Bayeslite API reference

bayeslite: Bayeslite API

Main bayeslite API.

The focus of the bayeslite API is the BayesDB, a handle for a database. To obtain a BayesDB handle, use bayesdb_open():

import bayeslite

bdb = bayeslite.bayesdb_open(pathname='foo.bdb')

When done, close it with the close() method:

bdb.close()

BayesDB handles also serve as context managers, so you can do:

with bayeslite.bayesdb_open(pathname='foo.bdb') as bdb:
    bdb.execute('SELECT 42')
    ...

You can query the probable (according to the models stored in the database) implications of the data by passing BQL queries to the execute() method:

bql = 'ESTIMATE DEPENDENCE PROBABILITY FROM PAIRWISE COLUMNS OF foo'
for x in bdb.execute(bql):
   print x

You can also execute normal SQL on a BayesDB handle bdb with the sql_execute() method:

bdb.sql_execute('CREATE TABLE t(x INT, y TEXT, z REAL)')
bdb.sql_execute("INSERT INTO t VALUES(1, 'xyz', 42.5)")
bdb.sql_execute("INSERT INTO t VALUES(1, 'pqr', 83.7)")
bdb.sql_execute("INSERT INTO t VALUES(2, 'xyz', 1000)")

(BQL does not yet support CREATE TABLE and INSERT directly, so you must use sql_execute() for those.)

exception bayeslite.BQLError(bayesdb, *args, **kwargs)

Errors in interpreting or executing BQL on a particular database.

exception bayeslite.BQLParseError(errors)

Errors in parsing BQL.

As many parse errors as can be reasonably detected are listed together.

Variables:errors (list) – list of strings describing parse errors
class bayeslite.BayesDB(cookie, pathname=None, seed=None, version=None, compatible=None)

A handle for a Bayesian database in memory or on disk.

Do not create BayesDB instances directly; use bayesdb_open() instead.
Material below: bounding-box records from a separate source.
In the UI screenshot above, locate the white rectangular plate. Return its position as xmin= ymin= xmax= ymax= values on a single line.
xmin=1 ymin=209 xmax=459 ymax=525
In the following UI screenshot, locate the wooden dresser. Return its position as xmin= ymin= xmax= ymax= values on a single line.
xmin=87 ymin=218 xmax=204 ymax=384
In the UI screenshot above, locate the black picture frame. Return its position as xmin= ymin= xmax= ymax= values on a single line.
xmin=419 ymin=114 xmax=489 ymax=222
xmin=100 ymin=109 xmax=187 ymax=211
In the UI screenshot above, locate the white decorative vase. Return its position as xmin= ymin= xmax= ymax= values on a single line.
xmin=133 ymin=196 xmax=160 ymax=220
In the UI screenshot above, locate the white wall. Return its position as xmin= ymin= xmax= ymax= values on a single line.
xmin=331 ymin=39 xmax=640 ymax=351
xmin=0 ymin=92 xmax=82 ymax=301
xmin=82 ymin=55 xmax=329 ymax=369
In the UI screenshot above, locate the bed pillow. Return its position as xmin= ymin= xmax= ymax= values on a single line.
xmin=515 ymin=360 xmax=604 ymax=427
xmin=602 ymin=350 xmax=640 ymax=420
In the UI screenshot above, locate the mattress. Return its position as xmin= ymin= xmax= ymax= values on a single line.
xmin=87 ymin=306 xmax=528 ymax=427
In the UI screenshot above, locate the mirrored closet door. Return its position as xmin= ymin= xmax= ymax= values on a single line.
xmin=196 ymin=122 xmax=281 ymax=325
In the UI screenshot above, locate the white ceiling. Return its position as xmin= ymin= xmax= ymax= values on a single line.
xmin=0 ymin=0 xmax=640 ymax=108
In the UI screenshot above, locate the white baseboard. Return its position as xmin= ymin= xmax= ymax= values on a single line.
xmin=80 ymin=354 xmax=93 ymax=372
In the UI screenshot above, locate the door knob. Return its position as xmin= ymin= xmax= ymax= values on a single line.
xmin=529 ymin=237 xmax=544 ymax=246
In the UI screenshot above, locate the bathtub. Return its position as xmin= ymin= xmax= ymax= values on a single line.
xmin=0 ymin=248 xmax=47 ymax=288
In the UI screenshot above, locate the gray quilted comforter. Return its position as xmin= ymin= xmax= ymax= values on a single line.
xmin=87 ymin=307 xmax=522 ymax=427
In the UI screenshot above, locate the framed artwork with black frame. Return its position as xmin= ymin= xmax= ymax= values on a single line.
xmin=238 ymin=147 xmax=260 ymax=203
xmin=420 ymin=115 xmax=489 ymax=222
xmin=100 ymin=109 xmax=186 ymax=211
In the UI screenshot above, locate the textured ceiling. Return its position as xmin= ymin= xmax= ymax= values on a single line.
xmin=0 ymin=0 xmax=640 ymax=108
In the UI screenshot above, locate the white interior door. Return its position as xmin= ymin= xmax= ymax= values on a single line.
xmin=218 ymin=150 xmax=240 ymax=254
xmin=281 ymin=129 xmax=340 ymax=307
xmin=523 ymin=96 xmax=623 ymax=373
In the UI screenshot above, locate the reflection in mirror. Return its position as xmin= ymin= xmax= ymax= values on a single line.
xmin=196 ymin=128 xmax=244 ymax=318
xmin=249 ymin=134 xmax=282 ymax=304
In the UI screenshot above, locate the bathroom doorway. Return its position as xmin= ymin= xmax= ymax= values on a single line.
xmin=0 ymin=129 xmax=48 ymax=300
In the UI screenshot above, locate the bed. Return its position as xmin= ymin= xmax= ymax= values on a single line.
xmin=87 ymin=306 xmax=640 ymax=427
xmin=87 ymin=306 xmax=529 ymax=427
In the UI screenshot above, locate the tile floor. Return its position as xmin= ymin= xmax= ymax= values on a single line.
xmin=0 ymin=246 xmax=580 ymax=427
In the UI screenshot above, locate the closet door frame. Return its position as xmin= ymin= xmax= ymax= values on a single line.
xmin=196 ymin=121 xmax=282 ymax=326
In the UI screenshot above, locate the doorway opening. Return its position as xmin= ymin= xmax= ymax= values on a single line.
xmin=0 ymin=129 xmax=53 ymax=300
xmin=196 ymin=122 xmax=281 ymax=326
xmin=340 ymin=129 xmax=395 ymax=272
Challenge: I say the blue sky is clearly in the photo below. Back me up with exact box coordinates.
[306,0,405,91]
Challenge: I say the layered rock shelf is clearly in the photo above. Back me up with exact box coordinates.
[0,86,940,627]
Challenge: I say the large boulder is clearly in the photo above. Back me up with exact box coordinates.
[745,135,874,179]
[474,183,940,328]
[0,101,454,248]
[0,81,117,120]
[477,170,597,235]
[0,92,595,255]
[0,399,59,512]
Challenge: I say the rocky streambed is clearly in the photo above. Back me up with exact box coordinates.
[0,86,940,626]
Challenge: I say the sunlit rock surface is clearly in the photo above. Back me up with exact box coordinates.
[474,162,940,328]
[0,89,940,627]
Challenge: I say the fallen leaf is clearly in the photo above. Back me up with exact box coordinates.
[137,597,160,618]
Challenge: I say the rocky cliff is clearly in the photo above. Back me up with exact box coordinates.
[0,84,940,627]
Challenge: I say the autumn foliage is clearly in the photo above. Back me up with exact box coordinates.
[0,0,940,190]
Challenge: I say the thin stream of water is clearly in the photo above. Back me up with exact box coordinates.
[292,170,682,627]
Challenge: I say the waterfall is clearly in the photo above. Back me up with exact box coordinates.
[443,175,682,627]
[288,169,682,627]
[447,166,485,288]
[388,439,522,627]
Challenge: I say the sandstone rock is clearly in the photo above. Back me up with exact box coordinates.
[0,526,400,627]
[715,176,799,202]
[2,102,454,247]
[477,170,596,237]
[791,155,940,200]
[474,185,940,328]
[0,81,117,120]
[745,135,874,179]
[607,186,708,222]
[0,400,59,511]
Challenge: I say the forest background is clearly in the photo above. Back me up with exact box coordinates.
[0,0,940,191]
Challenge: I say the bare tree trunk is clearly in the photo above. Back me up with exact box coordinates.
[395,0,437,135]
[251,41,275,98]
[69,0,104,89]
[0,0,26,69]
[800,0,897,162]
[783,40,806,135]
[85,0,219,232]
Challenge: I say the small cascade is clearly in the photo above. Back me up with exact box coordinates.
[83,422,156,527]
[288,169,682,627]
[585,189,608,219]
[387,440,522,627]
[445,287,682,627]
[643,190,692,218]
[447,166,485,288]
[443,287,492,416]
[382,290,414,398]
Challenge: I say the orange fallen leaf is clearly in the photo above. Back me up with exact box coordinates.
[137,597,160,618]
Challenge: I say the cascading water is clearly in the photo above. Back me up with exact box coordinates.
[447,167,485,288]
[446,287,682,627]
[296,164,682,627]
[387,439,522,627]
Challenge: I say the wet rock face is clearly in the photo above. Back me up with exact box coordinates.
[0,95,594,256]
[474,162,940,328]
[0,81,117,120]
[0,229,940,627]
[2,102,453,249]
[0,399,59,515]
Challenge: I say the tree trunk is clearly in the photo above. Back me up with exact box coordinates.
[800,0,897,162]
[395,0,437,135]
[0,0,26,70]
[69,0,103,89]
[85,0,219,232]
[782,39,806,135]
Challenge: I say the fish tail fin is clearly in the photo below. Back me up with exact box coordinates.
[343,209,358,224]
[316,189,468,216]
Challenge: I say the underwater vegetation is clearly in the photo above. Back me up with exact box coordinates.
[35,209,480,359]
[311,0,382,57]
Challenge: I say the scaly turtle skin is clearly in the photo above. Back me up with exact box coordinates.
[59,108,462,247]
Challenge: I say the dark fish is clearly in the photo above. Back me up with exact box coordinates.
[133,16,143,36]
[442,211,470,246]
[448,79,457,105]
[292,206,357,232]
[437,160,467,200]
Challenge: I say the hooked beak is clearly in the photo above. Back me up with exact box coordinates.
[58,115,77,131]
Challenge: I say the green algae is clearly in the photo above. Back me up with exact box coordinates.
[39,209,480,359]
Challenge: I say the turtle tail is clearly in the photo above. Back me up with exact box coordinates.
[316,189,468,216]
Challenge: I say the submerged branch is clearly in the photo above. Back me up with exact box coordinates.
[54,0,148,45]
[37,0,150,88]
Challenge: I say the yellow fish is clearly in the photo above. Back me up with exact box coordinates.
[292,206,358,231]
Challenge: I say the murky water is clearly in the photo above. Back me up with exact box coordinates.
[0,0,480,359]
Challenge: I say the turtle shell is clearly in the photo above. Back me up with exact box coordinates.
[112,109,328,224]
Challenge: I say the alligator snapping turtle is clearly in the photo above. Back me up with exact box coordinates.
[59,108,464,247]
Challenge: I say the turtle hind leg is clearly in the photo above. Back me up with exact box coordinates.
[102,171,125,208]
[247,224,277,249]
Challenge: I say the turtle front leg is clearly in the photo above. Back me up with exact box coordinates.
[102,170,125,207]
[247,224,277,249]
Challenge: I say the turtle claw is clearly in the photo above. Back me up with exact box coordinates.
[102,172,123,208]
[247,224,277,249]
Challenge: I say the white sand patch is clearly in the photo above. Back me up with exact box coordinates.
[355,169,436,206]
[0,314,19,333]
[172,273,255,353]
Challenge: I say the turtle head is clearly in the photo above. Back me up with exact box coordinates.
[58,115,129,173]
An instance of BayesDB is a context manager that returns itself on entry and closes itself on exit, so you can write:

with bayesdb_open(pathname='foo.bdb') as bdb:
    ...
changes()

Return the number of changes of the last INSERT, DELETE, or UPDATE.

This may return unexpected results after a statement that is not an INSERT, DELETE, or UPDATE.

close()

Close the database. Further use is not allowed.

execute(string, bindings=None)

Execute a BQL query and return a cursor for its results.

The argument string is a string parsed into a single BQL query. It must contain exactly one BQL phrase, optionally terminated by a semicolon.

The argument bindings is a sequence or dictionary of bindings for parameters in the query, or None to supply no bindings.

last_insert_rowid()

Return the rowid of the row most recently inserted.

np_prng

A Numpy RandomState object local to this BayesDB instance.

This pseudorandom number generator is deterministically initialized from the seed supplied to bayesdb_open(). Use it to conserve reproducibility of results.

py_prng

A random.Random object local to this BayesDB instance.

This pseudorandom number generator is deterministically initialized from the seed supplied to bayesdb_open(). Use it to conserve reproducibility of results.

reconnect()

Reconnecting may sometimes be necessary, e.g. before a DROP TABLE

savepoint(**kwds)

Savepoint context. On return, commit; on exception, roll back.

The effects of a savepoint happen durably all at once if committed, or not at all if rolled back.

Savepoints may be nested. Parsed metadata and models are cached in Python during a savepoint.

Example:

with bdb.savepoint():
    bdb.execute('DROP GENERATOR foo')
    try:
        with bdb.savepoint():
            bdb.execute('ALTER TABLE foo RENAME TO bar')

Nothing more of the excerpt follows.